Hier hat der wunderbare Text des heiligen Paulus seinen Platz. Seine Botschaft ist so schlicht wie wahr: Was nützen alle Begabungen, wenn die Liebe fehlt! Das gilt für die „weltlichen“ Talente ebenso wie für die religiösen. Wenn sie egoistisch, nur zum eigenen Nutzen, zur Selbstbestätigung gebraucht werden, sind sie nicht mehr als tönendes Blech, hohles Gedröhne. Wenn einer sich total für den Nächsten verausgabt, dabei aber nur sich selbst verwirklichen will, also keine echte Liebe dahinter steht, ist das nutzlos. Am schlimmsten ist Frömmigkeit ohne Liebe. Sie stößt nur ab.
„Die Liebe ist langmütig, …sucht nicht ihren Vorteil, … trägt das Böse nicht nach, … sie erträgt alles …“ Stimmt das? Bei der Hochzeit wird es mit Rührung gelesen. Hält es im Leben stand? Gibt es nicht allzu oft das Gegenteil? Dass Liebe in Hass umkippt? „Die Liebe hört niemals auf“, heißt es so schön. Und doch kann das Feuer der Liebe erlöschen, „der Ofen aus sein“.
Aber es gibt auch das Andere: Dass die Liebe siegt. Mit viel Geduld. Mit stets neuem Anfang. Mit immer wieder Verzeihen. Miteinander Ertragen. Da zeigt sich wirklich, wie wahr es ist: Am größten ist die Liebe! Sie allein hat Bestand!
Brüder! Strebt nach den höheren Gnadengaben!
Ich zeige euch jetzt noch einen anderen Weg, einen, der alles übersteigt: Wenn ich in den Sprachen der Menschen und Engel redete, hätte aber die Liebe nicht, wäre ich dröhnendes Erz oder eine lärmende Pauke.
Und wenn ich prophetisch reden könnte und alle Geheimnisse wüsste und alle Erkenntnis hätte; wenn ich alle Glaubenskraft besäße und Berge damit versetzen könnte, hätte aber die Liebe nicht, wäre ich nichts.
Und wenn ich meine ganze Habe verschenkte, und wenn ich meinen Leib dem Feuer übergäbe, hätte aber die Liebe nicht, nützte es mir nichts.
Die Liebe ist langmütig, die Liebe ist gütig.
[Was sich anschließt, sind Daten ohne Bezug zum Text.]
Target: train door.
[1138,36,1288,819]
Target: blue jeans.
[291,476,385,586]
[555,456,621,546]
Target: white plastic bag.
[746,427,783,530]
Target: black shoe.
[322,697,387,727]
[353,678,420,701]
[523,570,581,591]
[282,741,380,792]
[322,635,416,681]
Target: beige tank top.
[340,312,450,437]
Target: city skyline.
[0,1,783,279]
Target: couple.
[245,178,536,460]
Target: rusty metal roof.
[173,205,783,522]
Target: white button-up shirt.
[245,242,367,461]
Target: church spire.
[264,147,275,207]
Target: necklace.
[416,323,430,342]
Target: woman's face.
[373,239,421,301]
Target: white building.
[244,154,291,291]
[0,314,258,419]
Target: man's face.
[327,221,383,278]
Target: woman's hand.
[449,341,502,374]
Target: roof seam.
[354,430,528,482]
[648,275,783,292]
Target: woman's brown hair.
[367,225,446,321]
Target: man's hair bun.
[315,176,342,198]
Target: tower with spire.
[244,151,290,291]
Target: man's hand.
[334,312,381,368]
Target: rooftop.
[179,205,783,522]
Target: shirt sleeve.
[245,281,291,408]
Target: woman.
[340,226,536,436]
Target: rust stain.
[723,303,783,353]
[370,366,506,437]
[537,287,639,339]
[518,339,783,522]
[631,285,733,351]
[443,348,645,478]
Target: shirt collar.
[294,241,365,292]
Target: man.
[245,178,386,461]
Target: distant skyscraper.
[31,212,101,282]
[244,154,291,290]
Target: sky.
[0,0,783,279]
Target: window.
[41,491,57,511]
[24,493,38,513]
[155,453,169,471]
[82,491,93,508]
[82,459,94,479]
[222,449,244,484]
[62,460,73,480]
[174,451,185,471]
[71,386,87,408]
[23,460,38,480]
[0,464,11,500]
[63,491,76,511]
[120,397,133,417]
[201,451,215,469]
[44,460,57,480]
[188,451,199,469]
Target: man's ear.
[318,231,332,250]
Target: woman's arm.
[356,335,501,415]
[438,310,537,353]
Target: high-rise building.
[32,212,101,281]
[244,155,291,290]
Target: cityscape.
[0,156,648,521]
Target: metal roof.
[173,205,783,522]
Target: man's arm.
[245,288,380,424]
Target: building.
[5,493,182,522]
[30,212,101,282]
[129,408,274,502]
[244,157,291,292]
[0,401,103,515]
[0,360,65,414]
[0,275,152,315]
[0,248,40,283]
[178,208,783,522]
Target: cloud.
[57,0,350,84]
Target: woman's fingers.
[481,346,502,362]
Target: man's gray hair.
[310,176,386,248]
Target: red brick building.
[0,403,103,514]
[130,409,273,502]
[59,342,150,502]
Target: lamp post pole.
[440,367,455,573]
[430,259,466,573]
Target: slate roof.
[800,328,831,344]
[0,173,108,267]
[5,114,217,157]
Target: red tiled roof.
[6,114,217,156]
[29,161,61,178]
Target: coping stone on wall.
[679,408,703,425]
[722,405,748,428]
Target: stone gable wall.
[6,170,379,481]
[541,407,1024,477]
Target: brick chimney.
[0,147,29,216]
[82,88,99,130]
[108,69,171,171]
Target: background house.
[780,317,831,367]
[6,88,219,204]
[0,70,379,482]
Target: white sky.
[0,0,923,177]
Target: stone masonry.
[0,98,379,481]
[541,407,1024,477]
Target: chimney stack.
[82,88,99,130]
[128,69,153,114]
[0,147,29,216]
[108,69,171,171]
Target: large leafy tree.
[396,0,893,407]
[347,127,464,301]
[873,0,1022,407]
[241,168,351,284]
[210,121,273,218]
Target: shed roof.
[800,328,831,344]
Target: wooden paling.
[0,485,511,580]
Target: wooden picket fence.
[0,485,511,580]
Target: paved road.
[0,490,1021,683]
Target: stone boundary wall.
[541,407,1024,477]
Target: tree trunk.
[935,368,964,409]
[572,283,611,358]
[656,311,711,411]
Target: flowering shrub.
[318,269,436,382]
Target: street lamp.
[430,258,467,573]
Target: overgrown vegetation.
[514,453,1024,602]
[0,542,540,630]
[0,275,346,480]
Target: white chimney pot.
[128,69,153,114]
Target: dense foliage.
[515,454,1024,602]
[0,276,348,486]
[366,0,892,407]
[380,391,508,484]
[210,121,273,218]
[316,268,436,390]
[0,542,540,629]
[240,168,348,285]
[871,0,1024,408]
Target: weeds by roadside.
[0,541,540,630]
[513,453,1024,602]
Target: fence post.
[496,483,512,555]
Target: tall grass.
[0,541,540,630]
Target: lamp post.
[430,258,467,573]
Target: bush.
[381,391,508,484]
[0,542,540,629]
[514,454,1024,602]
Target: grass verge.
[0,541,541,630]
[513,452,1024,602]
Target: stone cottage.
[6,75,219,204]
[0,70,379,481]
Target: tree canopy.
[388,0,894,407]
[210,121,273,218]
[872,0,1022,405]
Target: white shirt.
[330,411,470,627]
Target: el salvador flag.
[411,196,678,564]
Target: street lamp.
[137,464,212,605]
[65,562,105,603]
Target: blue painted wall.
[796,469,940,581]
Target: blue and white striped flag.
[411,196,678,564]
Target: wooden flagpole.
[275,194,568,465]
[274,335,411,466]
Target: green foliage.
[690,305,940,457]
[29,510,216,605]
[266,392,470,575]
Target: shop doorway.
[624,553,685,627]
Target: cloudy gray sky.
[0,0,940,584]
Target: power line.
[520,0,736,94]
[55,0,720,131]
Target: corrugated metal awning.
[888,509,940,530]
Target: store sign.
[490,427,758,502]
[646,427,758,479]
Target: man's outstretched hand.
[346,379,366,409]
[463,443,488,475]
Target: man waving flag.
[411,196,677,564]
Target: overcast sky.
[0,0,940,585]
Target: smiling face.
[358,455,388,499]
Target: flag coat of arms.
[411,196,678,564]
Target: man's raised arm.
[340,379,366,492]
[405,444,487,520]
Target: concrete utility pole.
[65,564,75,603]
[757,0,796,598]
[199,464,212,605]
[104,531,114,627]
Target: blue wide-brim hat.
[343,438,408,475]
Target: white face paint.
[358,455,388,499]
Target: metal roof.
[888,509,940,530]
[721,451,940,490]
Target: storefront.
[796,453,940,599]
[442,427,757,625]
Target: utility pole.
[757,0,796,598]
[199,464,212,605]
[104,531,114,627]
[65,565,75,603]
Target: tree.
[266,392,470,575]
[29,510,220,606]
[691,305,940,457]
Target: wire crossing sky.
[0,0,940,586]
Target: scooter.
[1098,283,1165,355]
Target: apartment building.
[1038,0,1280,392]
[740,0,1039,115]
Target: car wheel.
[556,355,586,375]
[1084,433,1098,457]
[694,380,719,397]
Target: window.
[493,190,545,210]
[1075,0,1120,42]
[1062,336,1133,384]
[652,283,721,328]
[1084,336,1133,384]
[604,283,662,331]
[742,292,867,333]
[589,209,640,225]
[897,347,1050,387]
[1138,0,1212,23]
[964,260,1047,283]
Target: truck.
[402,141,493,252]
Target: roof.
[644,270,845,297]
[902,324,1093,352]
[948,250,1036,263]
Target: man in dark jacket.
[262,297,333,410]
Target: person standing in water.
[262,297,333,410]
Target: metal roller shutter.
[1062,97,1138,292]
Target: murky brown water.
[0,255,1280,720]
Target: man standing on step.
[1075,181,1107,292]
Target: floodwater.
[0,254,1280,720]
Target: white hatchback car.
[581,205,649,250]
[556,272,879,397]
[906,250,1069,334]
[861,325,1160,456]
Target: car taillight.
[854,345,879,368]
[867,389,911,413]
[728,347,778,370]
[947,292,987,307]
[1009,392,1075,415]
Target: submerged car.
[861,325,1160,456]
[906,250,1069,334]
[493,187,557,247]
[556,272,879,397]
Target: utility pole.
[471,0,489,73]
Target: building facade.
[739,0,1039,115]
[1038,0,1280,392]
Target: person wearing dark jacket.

Sie ereifert sich nicht, sie prahlt nicht, sie bläht sich nicht auf. Sie handelt nicht ungehörig, sucht nicht ihren Vorteil, lässt sich nicht zum Zorn reizen, trägt das Böse nicht nach. Sie freut sich nicht über das Unrecht, sondern freut sich an der Wahrheit.
Sie erträgt alles, glaubt alles, hofft alles, hält allem stand. Die Liebe hört niemals auf.
Prophetisches Reden hat ein Ende, Zungenrede verstummt, Erkenntnis vergeht. Denn Stückwerk ist unser Erkennen, Stückwerk unser prophetisches Reden; wenn aber das Vollendete kommt, vergeht alles Stückwerk.
Als ich ein Kind war, redete ich wie ein Kind, dachte wie ein Kind und urteilte wie ein Kind. Als ich ein Mann wurde, legte ich ab, was Kind an mir war. Jetzt schauen wir in einen Spiegel und sehen nur rätselhafte Umrisse, dann aber schauen wir von Angesicht zu Angesicht.
Jetzt erkenne ich unvollkommen, dann aber werde ich durch und durch erkennen, so wie ich auch durch und durch erkannt worden bin. Für jetzt bleiben Glaube, Hoffnung, Liebe, diese drei; doch am größten unter ihnen ist die Liebe.